DataKind harnesses the power of data science to enable social sector experts to move the needle on seemingly insurmountable issues like poverty, healthcare access, and improved education. Modern scientific research for Sustainable Development depends on the availability of large amounts of relevant real-world data. However, no extensive global databases currently associate existing data sets with the research domains they cover. Microsoft AI for Humanitarian Action brought in trusted Microsoft Azure Infrastructure and Data & AI Designated Solutions Partner, Valorem Reply, to help DataKind combine 23 different data sets into a single relational database to analyze food security and insecurity. Beginning with Somalia data sets, Valorem’s team was tasked with building a repeatable model DataKind could replicate and scale for use in other countries. The resulting SDG Data Catalogue can now extract and organize deep knowledge of datasets that can be hidden in plain sight in the continuous stream of research generated by the scientific community.
We built the SDG Data Catalogue as an innovative solution to a critical problem facing modern research: the lack of a comprehensive, global database of datasets and their associated research domains. We are excited to see how DataKind uses the system to leverage data science for the greater good.
- Steve Cummings, VP Customer Success, Valorem Reply
CHALLENGE
- Existing environment is fragmented, difficult to manage and develop.
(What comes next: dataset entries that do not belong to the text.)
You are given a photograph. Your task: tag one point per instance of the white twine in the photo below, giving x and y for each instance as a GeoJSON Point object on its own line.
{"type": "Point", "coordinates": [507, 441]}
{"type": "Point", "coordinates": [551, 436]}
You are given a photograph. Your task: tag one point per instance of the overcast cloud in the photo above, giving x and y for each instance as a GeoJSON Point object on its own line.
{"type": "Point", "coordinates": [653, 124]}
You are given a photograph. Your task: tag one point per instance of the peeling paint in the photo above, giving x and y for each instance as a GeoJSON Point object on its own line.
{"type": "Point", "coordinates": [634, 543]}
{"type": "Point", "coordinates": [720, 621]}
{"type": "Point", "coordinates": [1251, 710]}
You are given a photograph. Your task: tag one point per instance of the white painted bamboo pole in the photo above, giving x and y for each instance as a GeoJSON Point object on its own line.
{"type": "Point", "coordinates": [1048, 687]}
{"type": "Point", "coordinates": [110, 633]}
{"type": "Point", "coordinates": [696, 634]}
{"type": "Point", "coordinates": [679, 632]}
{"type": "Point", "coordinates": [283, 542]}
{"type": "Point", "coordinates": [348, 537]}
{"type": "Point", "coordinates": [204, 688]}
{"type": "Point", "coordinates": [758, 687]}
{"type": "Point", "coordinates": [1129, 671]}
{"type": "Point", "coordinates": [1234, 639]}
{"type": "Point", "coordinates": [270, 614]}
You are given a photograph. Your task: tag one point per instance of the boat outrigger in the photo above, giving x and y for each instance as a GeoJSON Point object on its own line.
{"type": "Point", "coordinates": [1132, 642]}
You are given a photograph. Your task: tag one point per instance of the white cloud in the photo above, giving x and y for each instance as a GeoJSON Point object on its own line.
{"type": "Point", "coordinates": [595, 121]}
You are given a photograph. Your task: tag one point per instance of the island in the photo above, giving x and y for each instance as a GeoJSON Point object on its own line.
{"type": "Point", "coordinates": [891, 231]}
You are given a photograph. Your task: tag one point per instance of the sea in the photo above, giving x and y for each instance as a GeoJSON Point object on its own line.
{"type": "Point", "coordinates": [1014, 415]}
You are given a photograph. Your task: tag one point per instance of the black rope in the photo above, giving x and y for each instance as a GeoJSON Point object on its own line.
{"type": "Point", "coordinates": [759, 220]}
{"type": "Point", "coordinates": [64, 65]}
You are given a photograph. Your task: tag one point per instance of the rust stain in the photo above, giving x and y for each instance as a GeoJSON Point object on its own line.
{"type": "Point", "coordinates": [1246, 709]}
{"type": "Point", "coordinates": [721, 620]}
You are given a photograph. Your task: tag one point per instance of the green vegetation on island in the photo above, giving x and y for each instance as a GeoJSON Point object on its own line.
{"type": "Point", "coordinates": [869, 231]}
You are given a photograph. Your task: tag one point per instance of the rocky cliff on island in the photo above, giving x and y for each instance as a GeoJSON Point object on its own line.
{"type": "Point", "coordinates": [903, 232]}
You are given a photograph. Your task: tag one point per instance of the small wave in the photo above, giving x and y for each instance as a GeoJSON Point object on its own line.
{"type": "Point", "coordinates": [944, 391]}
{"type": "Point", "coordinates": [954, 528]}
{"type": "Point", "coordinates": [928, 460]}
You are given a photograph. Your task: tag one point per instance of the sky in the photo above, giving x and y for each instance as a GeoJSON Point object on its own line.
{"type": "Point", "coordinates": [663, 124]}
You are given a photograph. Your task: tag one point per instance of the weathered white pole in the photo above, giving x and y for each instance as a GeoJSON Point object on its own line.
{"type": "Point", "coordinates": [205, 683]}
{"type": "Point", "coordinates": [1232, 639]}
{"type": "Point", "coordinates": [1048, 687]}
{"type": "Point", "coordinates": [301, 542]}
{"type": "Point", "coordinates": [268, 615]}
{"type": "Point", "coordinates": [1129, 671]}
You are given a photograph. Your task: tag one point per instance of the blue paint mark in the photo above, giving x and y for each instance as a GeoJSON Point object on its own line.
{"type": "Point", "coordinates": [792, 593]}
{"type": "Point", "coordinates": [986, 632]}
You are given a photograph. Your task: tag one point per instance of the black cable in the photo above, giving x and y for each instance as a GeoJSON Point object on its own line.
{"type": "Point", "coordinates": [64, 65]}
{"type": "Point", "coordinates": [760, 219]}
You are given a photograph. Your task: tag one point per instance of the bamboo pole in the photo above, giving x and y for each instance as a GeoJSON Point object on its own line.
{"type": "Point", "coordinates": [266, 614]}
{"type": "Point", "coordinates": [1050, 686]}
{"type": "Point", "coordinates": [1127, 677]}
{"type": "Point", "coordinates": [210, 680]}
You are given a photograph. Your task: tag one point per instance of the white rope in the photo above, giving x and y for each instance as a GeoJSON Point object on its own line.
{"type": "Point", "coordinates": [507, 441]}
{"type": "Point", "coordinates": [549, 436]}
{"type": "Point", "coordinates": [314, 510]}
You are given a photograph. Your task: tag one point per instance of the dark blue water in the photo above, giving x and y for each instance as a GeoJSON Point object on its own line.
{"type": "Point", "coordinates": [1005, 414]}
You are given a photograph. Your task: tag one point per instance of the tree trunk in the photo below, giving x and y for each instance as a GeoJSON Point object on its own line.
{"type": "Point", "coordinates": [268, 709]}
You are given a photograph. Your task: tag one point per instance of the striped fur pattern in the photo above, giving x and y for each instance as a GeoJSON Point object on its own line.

- Enhance the interoperability and utility of publicly available data to create tools and insights to improve targeting of communities in need.
- Measure the impact of food availability on population density and poverty in Africa using public data.
SOLUTION
- Upgrade and modernize DataKind’s infrastructure using an Azure Landing Zone.
- Ingest 13 different public data sources.
- Build a relational database in PostgreSQL and transform the data for DataKind and Microsoft research scientists to use in their modeling.
RESULT
- Evidence-based decision making.
- Increased efficiency.
- Enhanced data literacy.
- Repeatable Data Science food security model for multi-country expansion.